Hot Stock Trends Analysis
Previous Earnings Call
Quarter-over-quarter comparison (Previous Analysis)
In Q4 2025, Sterling’s story was already strong: the company had finished a record year, entered 2026 with solid guidance, and laid out a compelling case that data centers, CEC electrical services, Texas expansion, and future semiconductor projects could drive multi-year growth. Management was optimistic, but much of the story still required investors to believe that backlog, customer conversations, and geographic expansion would convert into results.By Q1 2026, the story had accelerated. Sterling did not just confirm the Q4 thesis; it raised it materially. Revenue, adjusted EPS, EBITDA, backlog, combined backlog, and guidance all moved sharply higher. CEC integration moved ahead of plan, integrated site/electrical awards were already active, and a major semiconductor fabrication project gave Sterling a new proof point outside data centers. The company also became more explicit that its advantage is structural: larger and more complex projects allow Sterling to use vertical integration, scale, equipment, and execution discipline to improve margins.
Year-over-year comparison
In Q1 2025, Sterling was a strong infrastructure compounder with growing data center exposure, improving margins, strong cash flow, and a healthy backlog. Management’s message was that the company had attractive end-market exposure, disciplined project selection, and multi-year visibility, but investors still had to wait for larger opportunities in semiconductors, reshoring, Texas expansion, and broader E-Infrastructure growth to mature.

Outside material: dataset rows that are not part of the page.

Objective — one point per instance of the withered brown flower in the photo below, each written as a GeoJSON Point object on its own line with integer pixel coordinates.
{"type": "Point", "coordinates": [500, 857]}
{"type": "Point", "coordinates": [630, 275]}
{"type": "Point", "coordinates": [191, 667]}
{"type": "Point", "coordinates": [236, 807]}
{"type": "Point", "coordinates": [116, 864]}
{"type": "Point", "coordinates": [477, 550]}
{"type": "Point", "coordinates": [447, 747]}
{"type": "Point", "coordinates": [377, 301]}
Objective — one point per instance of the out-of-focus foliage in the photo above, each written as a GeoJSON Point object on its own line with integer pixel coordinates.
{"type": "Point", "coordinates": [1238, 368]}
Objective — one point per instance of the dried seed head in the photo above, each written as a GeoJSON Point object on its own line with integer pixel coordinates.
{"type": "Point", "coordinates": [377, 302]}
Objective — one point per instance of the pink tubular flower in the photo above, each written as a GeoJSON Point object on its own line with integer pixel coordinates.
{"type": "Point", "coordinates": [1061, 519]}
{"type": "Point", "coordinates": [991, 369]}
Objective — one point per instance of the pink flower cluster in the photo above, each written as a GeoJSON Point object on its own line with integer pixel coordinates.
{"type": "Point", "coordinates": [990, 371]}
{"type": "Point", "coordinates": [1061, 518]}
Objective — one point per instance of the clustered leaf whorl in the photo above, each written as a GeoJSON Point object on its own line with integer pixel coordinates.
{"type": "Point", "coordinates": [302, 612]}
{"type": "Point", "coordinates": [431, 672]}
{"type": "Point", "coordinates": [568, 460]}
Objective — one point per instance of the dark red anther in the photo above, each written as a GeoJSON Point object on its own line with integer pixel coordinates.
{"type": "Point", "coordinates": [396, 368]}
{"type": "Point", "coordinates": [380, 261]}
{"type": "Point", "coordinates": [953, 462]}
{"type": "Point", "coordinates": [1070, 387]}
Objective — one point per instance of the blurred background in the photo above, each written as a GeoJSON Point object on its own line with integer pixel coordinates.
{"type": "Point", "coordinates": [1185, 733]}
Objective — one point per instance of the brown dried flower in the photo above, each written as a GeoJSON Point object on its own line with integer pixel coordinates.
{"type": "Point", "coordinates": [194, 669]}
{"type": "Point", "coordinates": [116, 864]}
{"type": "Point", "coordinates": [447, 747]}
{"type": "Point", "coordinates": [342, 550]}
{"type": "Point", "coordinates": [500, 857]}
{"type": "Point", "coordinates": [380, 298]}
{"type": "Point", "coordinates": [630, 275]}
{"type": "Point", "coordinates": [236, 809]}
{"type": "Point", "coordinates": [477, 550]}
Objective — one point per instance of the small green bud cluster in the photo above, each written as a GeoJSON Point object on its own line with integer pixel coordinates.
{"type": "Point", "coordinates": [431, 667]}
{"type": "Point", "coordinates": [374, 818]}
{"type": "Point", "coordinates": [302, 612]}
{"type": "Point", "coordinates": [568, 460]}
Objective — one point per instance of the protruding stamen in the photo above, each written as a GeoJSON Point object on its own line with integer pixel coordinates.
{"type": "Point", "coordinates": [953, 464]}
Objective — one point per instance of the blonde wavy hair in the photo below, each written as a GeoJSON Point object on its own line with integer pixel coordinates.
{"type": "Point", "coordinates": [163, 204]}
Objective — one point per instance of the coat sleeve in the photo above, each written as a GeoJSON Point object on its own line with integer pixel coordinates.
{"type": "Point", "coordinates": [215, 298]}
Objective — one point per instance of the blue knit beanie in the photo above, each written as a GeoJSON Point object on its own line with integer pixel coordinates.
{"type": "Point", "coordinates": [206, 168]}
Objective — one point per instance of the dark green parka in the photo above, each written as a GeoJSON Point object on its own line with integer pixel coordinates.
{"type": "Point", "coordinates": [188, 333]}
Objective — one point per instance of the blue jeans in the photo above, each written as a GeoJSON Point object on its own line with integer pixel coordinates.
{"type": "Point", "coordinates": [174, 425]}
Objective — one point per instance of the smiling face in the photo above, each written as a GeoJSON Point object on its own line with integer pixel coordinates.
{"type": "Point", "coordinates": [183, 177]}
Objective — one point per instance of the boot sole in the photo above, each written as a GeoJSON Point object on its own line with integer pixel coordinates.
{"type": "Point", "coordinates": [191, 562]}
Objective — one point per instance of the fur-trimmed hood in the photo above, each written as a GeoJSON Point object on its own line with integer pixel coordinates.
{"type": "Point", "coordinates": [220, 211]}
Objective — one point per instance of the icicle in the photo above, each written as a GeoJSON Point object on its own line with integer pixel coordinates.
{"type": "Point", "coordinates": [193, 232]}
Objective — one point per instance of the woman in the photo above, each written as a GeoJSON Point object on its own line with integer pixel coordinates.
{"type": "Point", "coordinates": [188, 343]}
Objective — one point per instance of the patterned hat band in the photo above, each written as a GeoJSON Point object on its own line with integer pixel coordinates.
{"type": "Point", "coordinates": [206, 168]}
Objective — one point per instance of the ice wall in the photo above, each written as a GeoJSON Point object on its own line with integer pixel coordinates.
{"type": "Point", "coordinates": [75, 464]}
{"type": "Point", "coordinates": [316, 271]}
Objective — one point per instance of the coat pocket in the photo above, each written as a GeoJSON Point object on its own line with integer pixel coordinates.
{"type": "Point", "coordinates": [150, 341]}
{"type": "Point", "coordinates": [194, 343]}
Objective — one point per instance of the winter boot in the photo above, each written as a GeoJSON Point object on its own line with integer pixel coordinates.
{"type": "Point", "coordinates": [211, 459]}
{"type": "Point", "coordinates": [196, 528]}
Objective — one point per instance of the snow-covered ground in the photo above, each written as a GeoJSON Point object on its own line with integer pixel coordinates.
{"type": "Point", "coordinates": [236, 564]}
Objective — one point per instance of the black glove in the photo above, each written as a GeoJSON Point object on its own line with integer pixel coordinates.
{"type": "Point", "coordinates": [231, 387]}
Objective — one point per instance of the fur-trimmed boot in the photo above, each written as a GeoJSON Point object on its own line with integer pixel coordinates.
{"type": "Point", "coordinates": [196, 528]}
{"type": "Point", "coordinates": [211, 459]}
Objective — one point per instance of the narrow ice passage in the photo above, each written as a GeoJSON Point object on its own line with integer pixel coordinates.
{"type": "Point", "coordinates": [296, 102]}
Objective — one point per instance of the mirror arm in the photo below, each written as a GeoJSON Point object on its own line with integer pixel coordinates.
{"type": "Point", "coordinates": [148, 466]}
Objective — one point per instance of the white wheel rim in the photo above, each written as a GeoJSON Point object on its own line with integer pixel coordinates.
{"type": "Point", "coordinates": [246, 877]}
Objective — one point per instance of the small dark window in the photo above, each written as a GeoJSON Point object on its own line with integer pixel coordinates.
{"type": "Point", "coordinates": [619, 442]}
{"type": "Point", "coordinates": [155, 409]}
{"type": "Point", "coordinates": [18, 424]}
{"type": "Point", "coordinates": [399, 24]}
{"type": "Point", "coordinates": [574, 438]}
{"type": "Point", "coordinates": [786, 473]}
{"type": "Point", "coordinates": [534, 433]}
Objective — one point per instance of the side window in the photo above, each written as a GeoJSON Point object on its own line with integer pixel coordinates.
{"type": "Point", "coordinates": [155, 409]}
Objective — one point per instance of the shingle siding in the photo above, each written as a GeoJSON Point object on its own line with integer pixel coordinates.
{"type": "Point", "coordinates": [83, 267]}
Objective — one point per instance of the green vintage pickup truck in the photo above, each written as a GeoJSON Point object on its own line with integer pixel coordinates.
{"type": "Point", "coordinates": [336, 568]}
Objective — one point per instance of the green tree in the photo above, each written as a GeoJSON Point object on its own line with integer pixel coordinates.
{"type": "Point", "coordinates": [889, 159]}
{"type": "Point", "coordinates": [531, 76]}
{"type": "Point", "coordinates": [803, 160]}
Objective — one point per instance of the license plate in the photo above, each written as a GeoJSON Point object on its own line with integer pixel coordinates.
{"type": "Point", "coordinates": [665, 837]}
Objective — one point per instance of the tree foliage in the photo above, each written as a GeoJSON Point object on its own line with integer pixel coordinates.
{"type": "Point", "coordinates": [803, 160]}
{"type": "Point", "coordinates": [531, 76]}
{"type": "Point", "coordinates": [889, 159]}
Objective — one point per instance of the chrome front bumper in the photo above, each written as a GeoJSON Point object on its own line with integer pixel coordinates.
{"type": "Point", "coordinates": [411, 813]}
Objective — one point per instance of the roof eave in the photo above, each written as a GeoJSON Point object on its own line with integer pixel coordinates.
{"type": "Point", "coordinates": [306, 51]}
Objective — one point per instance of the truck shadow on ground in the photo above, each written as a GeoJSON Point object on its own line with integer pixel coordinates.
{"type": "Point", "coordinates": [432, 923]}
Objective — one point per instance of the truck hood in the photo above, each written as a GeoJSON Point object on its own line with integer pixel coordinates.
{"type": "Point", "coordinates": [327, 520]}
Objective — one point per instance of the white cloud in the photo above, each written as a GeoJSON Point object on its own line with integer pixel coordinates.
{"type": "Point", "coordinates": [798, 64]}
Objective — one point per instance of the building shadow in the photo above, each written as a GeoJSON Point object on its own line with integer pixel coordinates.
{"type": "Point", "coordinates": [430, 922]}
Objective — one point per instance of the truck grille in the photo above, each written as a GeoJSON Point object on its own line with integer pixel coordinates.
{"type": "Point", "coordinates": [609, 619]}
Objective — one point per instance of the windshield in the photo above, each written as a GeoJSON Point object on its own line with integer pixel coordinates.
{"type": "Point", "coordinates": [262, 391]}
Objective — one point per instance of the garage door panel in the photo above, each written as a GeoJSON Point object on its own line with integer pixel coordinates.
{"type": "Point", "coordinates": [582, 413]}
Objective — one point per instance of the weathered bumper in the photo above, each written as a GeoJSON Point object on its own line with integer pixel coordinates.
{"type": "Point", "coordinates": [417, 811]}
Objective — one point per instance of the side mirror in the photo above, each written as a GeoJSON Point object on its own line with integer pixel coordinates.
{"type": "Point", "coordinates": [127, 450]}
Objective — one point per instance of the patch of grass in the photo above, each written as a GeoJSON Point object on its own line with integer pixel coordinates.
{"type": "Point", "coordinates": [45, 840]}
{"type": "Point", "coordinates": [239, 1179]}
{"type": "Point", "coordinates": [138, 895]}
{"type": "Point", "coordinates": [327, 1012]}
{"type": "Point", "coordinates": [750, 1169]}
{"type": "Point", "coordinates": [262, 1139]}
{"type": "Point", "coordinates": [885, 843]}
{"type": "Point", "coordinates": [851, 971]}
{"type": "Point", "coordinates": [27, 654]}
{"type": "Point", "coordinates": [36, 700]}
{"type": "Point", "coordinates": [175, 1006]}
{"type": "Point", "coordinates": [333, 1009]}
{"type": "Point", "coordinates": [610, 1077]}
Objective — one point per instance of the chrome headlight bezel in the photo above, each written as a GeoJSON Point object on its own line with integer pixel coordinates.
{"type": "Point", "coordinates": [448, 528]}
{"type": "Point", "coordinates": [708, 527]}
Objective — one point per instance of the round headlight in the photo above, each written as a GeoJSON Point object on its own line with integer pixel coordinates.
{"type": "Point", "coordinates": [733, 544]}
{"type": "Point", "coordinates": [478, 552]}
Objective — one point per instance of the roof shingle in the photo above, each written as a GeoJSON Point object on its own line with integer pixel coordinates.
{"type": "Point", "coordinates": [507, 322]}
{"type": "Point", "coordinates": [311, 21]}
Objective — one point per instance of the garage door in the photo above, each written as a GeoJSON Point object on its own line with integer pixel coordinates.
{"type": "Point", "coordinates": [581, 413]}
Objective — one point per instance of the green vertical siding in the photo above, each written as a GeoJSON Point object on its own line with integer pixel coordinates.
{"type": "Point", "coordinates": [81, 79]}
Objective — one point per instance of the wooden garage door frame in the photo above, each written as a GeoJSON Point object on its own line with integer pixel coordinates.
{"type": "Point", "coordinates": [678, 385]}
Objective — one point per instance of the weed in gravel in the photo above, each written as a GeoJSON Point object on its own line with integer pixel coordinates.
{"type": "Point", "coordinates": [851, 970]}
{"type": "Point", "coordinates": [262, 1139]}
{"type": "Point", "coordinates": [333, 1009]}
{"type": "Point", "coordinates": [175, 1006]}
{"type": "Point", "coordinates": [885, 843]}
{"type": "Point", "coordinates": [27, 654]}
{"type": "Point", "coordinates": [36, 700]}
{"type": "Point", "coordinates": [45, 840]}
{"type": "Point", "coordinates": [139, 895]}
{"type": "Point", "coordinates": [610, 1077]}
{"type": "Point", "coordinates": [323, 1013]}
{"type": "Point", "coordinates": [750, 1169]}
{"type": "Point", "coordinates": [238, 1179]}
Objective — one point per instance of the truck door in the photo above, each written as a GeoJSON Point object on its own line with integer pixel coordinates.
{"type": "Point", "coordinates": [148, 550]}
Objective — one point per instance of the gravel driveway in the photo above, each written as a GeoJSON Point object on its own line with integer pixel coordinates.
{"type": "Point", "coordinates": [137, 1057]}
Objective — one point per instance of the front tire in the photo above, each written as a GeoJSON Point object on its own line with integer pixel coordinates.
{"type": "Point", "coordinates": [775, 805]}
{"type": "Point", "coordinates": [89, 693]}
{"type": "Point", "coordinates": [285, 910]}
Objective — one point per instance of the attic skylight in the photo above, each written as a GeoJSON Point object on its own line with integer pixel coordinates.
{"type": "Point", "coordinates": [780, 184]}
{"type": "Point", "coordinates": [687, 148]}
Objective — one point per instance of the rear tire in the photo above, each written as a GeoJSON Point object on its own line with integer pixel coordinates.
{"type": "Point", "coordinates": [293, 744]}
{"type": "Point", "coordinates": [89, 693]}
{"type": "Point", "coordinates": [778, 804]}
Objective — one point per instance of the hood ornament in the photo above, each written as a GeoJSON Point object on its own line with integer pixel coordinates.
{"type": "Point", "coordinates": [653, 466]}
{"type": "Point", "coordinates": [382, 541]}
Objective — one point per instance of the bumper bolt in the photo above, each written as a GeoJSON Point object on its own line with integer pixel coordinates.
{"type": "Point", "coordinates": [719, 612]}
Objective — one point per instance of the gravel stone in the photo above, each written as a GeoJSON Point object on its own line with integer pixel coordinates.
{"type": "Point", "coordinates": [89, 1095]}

By Q1 2026, that story had accelerated dramatically. Sterling is no longer merely discussing the opportunity; it is converting it at scale. The company has added CEC’s electrical platform, expanded its role on data center campuses, won a major semiconductor fabrication project, raised guidance substantially, and built a much larger backlog and future work pool. The tone is more forceful because the opportunity has become more visible and more urgent.